Members of the community who knew Ilya gathered on campus this week to reflect on the one year anniversary since his death. As I listened to people share their stories and how they are coping one year later, I was struck by the same thought as I was a year ago: One life, one relatively young life, was able to bring together such disparate sectors of the broader community into conversation with each other. I thought of this a year ago when I flew with his Harvard tai-chi instructor to his funeral. I thought of this when I heard his friends from his diverse high school in Chicago reflect on how he impacted them. I thought of this when friends from college discussed their interactions with him from house life; from Hillel; from trips to Colombia and to Israel and from his work with various Asian societies on campus.
Ilya, through his friendships, his life and his deeds, wove threads linking people and magnified life for all who knew him. Students, reflecting on how Ilya impacted their life, commented that because of him they now have come to appreciate how beautiful a tree in fall is or how serene an afternoon in Harvard Yard could be. They have come to see life can mean more than performing well, it can be just as much about living well.
The lessons imparted to us by Ilya are shared by the single most defining ritual of the Jewish year of mourning, the Kaddish. The prayer traditionally recited daily by mourners has very little to do with mourning and with death. Rather, its central themes rest on the world that ought to be, glorifying God and optimism for the world and its inhabitants:
May the great name of God be exalted and sanctified throughout the world… May His kingship be established in your lifetime and in the lifetime of all of Israel… May there be abundant peace from Heaven and a good life upon us and all of Israel…

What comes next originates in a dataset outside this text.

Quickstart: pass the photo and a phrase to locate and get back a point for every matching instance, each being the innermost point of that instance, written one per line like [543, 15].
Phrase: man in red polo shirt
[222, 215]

Kaddish is a daily reminder that the deceased lives on, in a sense, through the ways in which his or her striving for a more holy, more peaceful and more abundant life become a part of our ways and our lives. Death is an end, sometimes abruptly so, to the potential of one life, yet our ability to magnify that life and be magnified by it, can be tremendously realized through finding times to reflect and come together to remember.
And so as I left the space this week where fellow students, friends, teachers and mentors of Ilya gathered to reflect on one year since his loss, I felt a deep pain and sadness. I remember his warm presence at our Shabbat table. I remember his excitement about seeing the world and I remember the intense pain and mourning of his parents, his friends and the entire Harvard community. However, I also left that space feeling inspired and uplifted by hearing the ways in which Ilya’s life left a mark and forever changed the lives of so many others; how his ability to bring unique parts of society together in harmony has become stamped on the hearts and minds of so many others who knew him.
May the memory of Ilya Chalik z”l and all that he strove for, all that he believed in continue to inspire all who knew him and who have come to know him through hearing the stories of his life, to magnify the connections between people and the beauty of life. May we continue to work towards a day of abundant peace for us and for all people as Ilya worked so hard for in his short life.